ALBERTO OLMOS
La tarde que decidí bajar a mi hija de cuatro años a la calle,
le dije: “Si viene la policía, no nos conocemos”. Ella no
podía entender la broma, por lo que el plan era perfecto. La niña llevaba más de un mes sin salir de casa. Le
había preguntado yo varias veces si le apetecía dar una vuelta, y siempre me
había dicho que no. Finalmente, me vi obligado a sacarla. Infringir la ley era
algo que yo no había hecho nunca en mi vida, pero esta vez se me fue la cabeza.
“Hoy
bajamos. Ahora mismo”, le dije; me dije, de hecho. Lo cierto es
que me poseyeron ahí mismo unas ganas irrefrenables de desafiar el
confinamiento. Iba a sacar a mi hija, sobre todo, porque estaba prohibido. Si
usted forma parte de la Policía Nacional, tenga en cuenta que negaré esta
confesión por la vía rápida. Diré que es literatura, como todo. Como
el CIS.
Ser un
padre coraje que rompe la ley por el bien de su hija no te sucede todos los
días. “Soy Denzel Washington”, pensaba, ya flipando, “soy
sexy, soy negro, y grito: ¡todos los policías son unos bastardos!” Omar Little
robaba heroína con una escopeta en la mano. Yo le iba a superar: llevaba a una
niña. Sembraríamos el terror en todo el barrio mientras comentábamos el último
episodio de Peppa Pig.
Fue sencillo bajar aquel día los cuatro pisos
de escaleras y plantarnos ante la puerta del inmueble, que abrí tras
inspeccionar a conciencia la calle.

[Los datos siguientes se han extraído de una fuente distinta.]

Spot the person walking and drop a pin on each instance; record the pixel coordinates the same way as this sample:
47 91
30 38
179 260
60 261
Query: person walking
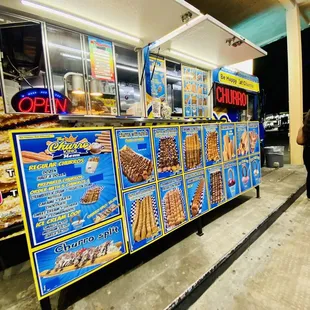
303 138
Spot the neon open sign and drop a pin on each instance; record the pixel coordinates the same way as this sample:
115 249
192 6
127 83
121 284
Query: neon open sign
230 96
36 100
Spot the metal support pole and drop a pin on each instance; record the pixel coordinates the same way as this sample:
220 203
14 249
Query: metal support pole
45 303
257 191
199 227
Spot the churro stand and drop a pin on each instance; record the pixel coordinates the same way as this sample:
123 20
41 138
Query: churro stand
110 156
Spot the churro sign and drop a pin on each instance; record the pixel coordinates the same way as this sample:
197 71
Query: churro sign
68 144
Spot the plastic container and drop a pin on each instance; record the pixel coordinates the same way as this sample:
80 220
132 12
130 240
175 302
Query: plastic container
274 156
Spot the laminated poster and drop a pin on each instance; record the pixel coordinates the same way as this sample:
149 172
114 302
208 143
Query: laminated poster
215 186
242 139
158 82
101 59
228 134
173 203
195 183
69 260
245 174
68 180
211 135
192 147
167 151
135 156
256 169
253 128
143 216
232 184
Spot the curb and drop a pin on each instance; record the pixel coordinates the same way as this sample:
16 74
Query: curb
193 293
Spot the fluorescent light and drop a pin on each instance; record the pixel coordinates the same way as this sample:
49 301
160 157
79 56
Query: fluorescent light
191 58
80 20
127 68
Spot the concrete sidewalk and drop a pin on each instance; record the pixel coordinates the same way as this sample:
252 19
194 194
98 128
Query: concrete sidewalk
159 282
274 273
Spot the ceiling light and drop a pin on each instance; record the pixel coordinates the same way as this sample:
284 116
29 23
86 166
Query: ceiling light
197 60
127 68
80 20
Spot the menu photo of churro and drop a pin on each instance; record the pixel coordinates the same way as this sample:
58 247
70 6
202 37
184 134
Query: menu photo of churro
228 134
242 139
191 147
253 128
143 216
135 156
167 150
173 204
212 144
195 184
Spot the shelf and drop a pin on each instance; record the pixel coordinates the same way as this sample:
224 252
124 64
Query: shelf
207 43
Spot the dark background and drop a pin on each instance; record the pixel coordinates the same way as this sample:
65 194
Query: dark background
272 71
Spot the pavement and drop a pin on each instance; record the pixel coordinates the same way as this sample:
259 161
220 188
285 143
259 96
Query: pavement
159 276
274 273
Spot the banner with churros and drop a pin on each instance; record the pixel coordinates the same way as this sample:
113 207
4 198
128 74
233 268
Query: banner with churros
68 179
244 174
134 149
167 151
195 184
74 258
191 147
215 186
232 184
173 203
211 134
143 216
256 172
253 128
228 134
242 139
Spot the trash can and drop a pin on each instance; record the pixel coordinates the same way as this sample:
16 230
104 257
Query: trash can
274 156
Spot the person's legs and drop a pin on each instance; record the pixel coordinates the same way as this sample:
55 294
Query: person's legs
307 164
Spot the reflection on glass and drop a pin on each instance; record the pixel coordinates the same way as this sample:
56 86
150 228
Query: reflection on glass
67 67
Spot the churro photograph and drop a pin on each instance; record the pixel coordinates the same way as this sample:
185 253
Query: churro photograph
135 156
69 260
167 151
143 216
173 204
191 147
195 184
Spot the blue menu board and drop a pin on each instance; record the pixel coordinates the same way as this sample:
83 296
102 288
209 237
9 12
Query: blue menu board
232 184
68 180
195 183
211 134
245 174
253 128
256 169
62 263
134 151
143 216
242 139
167 151
215 185
228 134
191 147
173 203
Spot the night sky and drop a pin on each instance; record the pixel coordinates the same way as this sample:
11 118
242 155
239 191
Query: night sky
272 72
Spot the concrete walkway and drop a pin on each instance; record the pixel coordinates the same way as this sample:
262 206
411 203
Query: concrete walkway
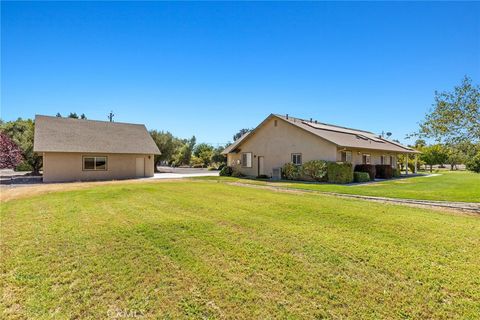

El primer paso en la acera eran 601
euros de multa. Dimos ese paso. Y luego muchos más. La
libertad destiló entonces su sabor exacto: el sabor de lo correcto.
Anduvimos por la acera, unos veinte metros, hasta llegar a la esquina. Doblamos
para entrar en el callejón que discurre entre la parte trasera de nuestro
edificio y el cementerio colindante. Esto es Carabanchel, tenemos más
cementerios que Gotham City. No había
nadie en el callejón, la niña echó a correr. Yo eché a correr. La dejé ganar
dos veces. Todo salió según lo planeado. No podíamos ser vistos. Golpe maestro.
Eran las cuatro de la tarde y lucía el sol.
Volvimos
a casa por el mismo camino, subimos por las escaleras y nos descalzamos 'ad
portas'. Nada más entrar, fuimos a lavarnos las manos. Habían
sido unos 17 minutos de delito. Se tarda más en robar un
banco o en tomar posesión de un ministerio. Diecisiete minutos fuera de la ley.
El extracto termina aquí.